This is the homework for the first week of class. It is considerably less complicated than what we talked about during the lecture. For planning purposes, note that it took me about three hours to do this homework, including figuring out the cause of a very stupid bug in a for-loop.
We’re going to look here at the relationships between various variables that are used in the evaluation of natural language processing. Send me your answers in a single PDF by 17h00 on Monday the 23rd of January.
1. Find a sample of 80-100 words in a language of your choice. I’ve put some English-language data here and some French-language data here, but you’re free to use any language you like. Find a friend who speaks the language in question at least as well as you do. Both of you tag the part of speech of each word. Then calculate the agreement between the two of you, and explain to me two sources of disagreement between the two of you. For this question, you will turn in:
- The set of tags that you used
- The text that you tagged
- The tags that you assigned
- The tags that your friend assigned
- An explanation of two sources of disagreement between the two of you
- The calculated agreement. For this, you have two choices:
- Do it by hand. In this case, scan the paper with your calculations and add that to your PDF…
- …or, write a program to calculate those numbers, and send me your code and your output. Again, this should be in your PDF. Your code can be a program in R, Python, or the programming language of your choice, or even an Excel spreadsheet.
2. Given a set of correct answers and a set of answers from your program, determine the true positives, true negatives, false positives, and false negatives.
Suppose that we have a system that classifies tweets as expressing positive opinions about Quisp cereal. The data is in this file. Y means that a tweet does express a positive opinion about Quisp cereal, and n means that it does not. (This could mean that it expresses a negative opinion about Quisp cereal, or a neutral opinion about Quisp cereal, or doesn’t even mention Quisp cereal. All we know is that it doesn’t express a positive opinion about Quisp cereal.) The column labelled gold.standard specifies the correct answer. The column labelled system.output is what our system thinks the answer is. Note that since we have a binary classification (either yes or no) and a defined set of examples with no boundary issues, we can determine the number of true negatives, which isn’t always the case in language processing.
For this question, submit the counts of true positives, true negatives, false positives, and false negatives. So, your answer should look something like this:
true positives: 613
true negatives: 1024
false positives: 1789
false negatives: 1871
3. With the numbers from your answer to Question 1, calculate the precision, recall, and F-measure. You have the same two options as in Question 1.

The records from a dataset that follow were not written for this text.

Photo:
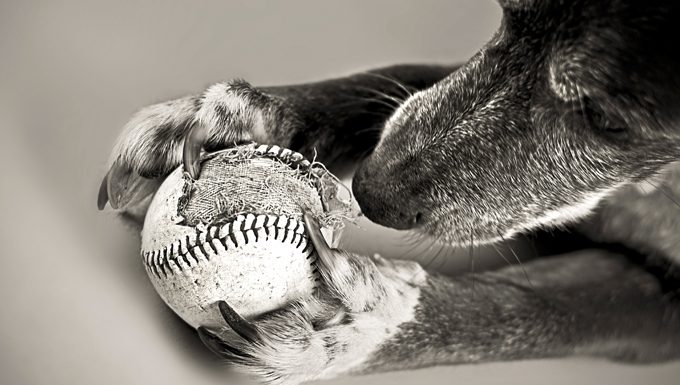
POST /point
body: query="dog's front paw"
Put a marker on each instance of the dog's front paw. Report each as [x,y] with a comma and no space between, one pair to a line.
[157,138]
[359,306]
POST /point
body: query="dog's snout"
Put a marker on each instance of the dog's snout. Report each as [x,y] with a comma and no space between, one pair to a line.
[383,203]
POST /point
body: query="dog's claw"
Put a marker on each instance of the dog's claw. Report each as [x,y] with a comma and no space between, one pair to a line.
[193,144]
[314,231]
[123,187]
[103,196]
[218,346]
[237,323]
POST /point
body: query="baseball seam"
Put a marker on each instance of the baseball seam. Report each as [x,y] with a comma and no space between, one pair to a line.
[232,235]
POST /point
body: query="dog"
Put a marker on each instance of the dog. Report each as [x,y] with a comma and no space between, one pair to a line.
[568,118]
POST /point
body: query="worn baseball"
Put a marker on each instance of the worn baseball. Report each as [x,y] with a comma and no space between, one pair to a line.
[236,233]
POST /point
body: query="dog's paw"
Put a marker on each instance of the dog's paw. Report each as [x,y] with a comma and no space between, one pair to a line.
[359,306]
[152,143]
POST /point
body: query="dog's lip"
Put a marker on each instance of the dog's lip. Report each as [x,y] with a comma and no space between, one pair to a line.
[192,161]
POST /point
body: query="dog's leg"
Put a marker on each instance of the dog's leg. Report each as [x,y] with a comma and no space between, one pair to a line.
[379,315]
[337,121]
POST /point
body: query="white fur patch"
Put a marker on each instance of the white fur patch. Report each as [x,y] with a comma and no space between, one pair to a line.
[221,97]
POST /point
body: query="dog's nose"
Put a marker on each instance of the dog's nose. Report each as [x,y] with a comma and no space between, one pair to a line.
[384,205]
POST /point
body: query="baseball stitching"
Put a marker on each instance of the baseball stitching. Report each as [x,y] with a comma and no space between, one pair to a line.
[187,252]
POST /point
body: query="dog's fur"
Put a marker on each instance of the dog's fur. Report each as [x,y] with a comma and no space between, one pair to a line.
[572,108]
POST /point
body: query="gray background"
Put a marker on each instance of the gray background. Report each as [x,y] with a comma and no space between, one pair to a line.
[76,306]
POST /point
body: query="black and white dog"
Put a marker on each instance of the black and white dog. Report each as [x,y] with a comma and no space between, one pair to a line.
[561,118]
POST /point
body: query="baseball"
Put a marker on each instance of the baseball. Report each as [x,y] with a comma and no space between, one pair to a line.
[236,233]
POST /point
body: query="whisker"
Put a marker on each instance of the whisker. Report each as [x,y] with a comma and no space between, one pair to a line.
[393,81]
[519,261]
[472,260]
[393,98]
[664,192]
[501,254]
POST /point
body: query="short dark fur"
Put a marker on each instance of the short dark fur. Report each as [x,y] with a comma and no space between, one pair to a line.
[568,105]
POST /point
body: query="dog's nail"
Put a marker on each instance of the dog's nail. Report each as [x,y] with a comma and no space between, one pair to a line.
[193,144]
[103,196]
[241,326]
[314,231]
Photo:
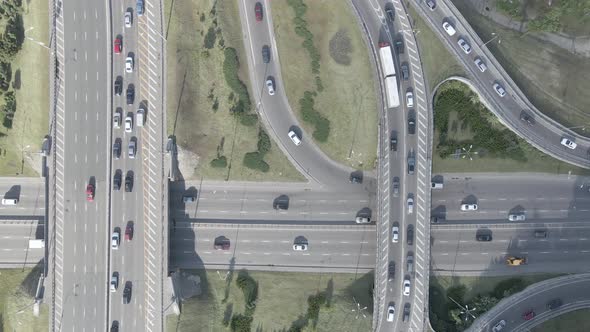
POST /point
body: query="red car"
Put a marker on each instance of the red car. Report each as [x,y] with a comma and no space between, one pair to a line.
[258,11]
[118,45]
[90,193]
[528,315]
[129,231]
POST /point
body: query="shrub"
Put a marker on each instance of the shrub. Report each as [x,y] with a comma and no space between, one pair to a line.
[219,162]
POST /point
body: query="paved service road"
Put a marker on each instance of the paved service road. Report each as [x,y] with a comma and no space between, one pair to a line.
[456,252]
[29,191]
[539,196]
[331,248]
[255,201]
[572,290]
[545,133]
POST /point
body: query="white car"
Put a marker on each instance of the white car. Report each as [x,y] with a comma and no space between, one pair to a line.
[394,234]
[270,86]
[407,285]
[117,119]
[128,124]
[464,45]
[499,90]
[568,143]
[390,312]
[128,18]
[296,140]
[129,65]
[300,247]
[468,207]
[516,217]
[479,63]
[115,241]
[449,28]
[499,326]
[114,282]
[409,99]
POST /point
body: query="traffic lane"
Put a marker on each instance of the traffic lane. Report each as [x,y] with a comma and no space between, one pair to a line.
[569,292]
[543,131]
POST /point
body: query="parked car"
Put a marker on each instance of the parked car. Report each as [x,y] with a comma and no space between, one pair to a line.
[295,138]
[464,45]
[499,89]
[469,207]
[568,143]
[394,234]
[258,11]
[90,192]
[390,312]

4. Now calculate the accuracy. You have the same two options as in Question 1.
5. One of the problems with accuracy is that it can be a terrible over-estimate of the aspects of system performance that you care about. This is especially true in the situation where what you care about the most is identifying the positive situations, and even more so, when the positive situations are rare.
To see how this works, suppose that in our data set, we have four cases of phone calls to the police emergency number. Our job is to build a program that correctly classifies phone calls as an emergency situation when they are, in fact an emergency. Of the four true emergencies, our system says that it is really an emergency for only three of those. Also suppose that if a situation is not an emergency, the system always says–correctly–that it is not an emergency. Calculate the accuracy as the number of true negatives goes up–which means that the positives became rarer and rarer–from 0 true negatives to 100 true negatives. Graph this with the number of true negatives on the x axis and the accuracy on the y axis. As always, make the range for accuracy on the y axis be from 0 to 1.0.
To clarify: your first data point will be 3 true positives, one false negative, and no true negatives or false positives. The next data point will be 3 true positives, one false negative, one true negative, and no false positives. Continue until you have the data point for 3 true positives, 100 true negatives, one false negative, and no false positives.
6. Now let’s see how F-measure is affected by the rarity of the positive cases. We’ll model the same situation: the true negatives go up and up, while the number of correctly and incorrectly labeled positives (i.e., true positives and false negatives) stays the same. Plot the true negatives on the x axis and the F-measure on the y axis. As always, make the range for F-measure on the y axis be from 0 to 1.0.
7. What is the bug in this line of code?
f.measure = 2 * precision * recall
8. In what situation will your calculation of accuracy always cause your program to crash unless you check for the relevant input and/or catch the resulting exception?